Sowohl kopfgetragene, brillenähnliche Systeme kommen zum Einsatz
als auch Remote-Eye-Tracker, die sich mit einer Kamera und
Infrarot-LEDs im Computermonitor befinden. Mit dem mobilen
System können sich die Versuchspersonen im Raum bewegen,
Gegenstände suchen und mit ihnen interagieren.
Mit dem Virtual Reality-Headset wird über den Computer eine
virtuelle 3-D-Welt simuliert, durch die sich der Proband bewegt.

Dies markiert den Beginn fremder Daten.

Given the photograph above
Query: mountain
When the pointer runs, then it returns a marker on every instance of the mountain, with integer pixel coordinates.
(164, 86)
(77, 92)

Mit simulierten Umgebungen wie einer italienischen Piazza, in
deren Mitte unterwartet braune Kisten schweben, prüfen die
Forscher, ob die Ergebnisse, die sie auf zweidimensionalen
Bildschirmen feststellen, auch in einer realitätsnahen,
dreidimensionalen Umgebung gelten. Sie wollen Gesetzmäßigkeiten
verstehen, mit deren Hilfe Menschen ihre Umwelt aufbauen und mit
den Objekten in ihr interagieren.
Die Erforschung von Szenenwissen im Kindesalter ist eines der
Felder, mit denen sich die Arbeitsgruppe sehr intensiv
auseinandersetzt. Ziel des Projekts „SCESAM“, das mit der
Unterstützung von IDeA – einem interdisziplinären
Forschungszentrum – initiiert wurde, ist es, eventuelle
kognitive Defizite wie eine Lese-Rechtschreib-Schwäche
frühzeitig zu erkennen und zu behandeln. Mit einem mobilen
Forschungslabor finden die Studien direkt vor der KiTa statt:
Die Forscher zeigen den Kindern „ungrammatische“ Bilder, auf
denen etwa ein Schuh anstelle eines Topfes auf dem Herd steht,
und beobachten die Reaktionen mithilfe einer Eye-Tracking-Kamera.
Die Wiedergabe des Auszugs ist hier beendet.